MOSCOW, July 21 (RIA Novosti) – Australia has confirmed that a teen suicide bomber who recently blew himself up outside an Iraqi mosque was its citizen, raising new concerns about the jihadi threat at home once battle-hardened and indoctrinated nationals return from Middle East hotspots.
Australia's Attorney-General George Brandis released a statement Monday, saying the involvement of Australians in the Iraqi conflict was a “disturbing development” that posed ”a significant domestic security threat to Australia when those involved return home and seek to pursue violence here.”
An 18-year-old man detonated an explosive vest in Baghdad on Thursday killing himself and several other people. The Islamic State of Iraq and Greater Syria (ISIS), in an affiliated tweet, claimed responsibility for the suicide attack and identified the assailant as Abu Bakr al-Australi, according to the BBC.

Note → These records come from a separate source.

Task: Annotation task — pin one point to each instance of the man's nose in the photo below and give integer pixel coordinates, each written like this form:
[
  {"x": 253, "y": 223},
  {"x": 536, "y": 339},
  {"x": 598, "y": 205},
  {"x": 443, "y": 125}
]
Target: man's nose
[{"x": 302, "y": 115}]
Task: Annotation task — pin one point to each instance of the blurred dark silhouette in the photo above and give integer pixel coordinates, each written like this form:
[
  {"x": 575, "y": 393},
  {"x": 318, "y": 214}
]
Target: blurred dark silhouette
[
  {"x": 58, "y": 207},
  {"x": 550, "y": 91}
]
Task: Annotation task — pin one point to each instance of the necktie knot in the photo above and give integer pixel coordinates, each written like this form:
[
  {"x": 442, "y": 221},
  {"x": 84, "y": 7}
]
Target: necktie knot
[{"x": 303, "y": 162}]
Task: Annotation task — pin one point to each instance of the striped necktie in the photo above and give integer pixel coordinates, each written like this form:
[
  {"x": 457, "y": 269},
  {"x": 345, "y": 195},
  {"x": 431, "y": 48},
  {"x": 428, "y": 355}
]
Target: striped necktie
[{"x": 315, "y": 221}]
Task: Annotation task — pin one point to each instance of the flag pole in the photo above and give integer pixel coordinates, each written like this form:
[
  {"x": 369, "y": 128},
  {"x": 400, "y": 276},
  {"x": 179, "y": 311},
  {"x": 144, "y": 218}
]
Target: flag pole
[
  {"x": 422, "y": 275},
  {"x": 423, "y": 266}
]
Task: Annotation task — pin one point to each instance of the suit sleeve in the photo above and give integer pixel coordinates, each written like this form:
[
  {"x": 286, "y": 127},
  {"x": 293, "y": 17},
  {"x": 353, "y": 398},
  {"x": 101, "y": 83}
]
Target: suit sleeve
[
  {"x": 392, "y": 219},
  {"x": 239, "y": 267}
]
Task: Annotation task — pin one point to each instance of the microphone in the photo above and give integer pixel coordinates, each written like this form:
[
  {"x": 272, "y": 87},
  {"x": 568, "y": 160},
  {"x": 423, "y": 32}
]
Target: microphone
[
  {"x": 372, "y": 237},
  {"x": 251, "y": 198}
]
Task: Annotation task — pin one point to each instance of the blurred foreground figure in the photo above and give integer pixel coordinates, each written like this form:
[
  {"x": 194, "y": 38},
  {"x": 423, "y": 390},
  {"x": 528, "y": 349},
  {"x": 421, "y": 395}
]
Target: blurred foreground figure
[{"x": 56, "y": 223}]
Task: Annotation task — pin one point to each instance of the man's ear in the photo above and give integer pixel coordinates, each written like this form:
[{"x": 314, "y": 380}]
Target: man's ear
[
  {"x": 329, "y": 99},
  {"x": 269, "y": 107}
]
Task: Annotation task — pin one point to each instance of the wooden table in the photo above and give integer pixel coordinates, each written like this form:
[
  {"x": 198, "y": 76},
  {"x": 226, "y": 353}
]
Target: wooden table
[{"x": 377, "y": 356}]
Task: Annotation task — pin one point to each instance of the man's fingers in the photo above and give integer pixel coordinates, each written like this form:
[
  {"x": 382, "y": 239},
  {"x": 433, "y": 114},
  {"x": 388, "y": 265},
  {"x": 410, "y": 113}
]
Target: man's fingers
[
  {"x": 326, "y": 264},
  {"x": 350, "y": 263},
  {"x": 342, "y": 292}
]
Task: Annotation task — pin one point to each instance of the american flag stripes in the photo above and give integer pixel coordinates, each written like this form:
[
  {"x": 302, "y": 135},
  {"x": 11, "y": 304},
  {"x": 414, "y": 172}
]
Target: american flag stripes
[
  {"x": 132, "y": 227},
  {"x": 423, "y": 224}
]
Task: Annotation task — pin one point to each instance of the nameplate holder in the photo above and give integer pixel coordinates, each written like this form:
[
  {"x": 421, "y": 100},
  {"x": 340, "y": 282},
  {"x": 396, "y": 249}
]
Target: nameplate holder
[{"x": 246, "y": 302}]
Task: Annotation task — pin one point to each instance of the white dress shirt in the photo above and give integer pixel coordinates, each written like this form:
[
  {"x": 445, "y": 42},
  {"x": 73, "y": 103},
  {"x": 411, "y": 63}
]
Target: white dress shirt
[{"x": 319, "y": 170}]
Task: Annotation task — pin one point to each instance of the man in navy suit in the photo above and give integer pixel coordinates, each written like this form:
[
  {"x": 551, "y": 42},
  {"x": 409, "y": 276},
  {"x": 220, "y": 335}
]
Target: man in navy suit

“The government deplores the violent actions being undertaken by ISIL [ISIS] and other extremist groups in Iraq and Syria, and is deeply concerned about the involvement of Australians in these activities,” Brandis said.
This confirmation came after last week the country’s Foreign Minister Julie Bishop said the government was doing everything in its power to discourage young Australians from becoming indoctrinated and going to fight overseas.
According to CNN, as many as 300 Australians are believed to be fighting alongside jihadi militants in Syria.
In an interview with CNN in June, US President Barack Obama warned of the threat that Western-born jihadists travelling to the Middle East could pose on their return home.
“There is no doubt the problem in Syria is one that we have been paying a lot of attention to over the last couple of years as you see jihadists coming in from Europe and as far as Australia to get trained and then going back into their home countries,” Obama stressed.
Young Australians, as well as Britons and other Westerners, are being recruited by ISIS and the like through recruitment videos posted online, while many militia groups have taken to social media, calling on young Muslims worldwide to seek martyrdom in the struggle against the Syrian and Iraqi governments.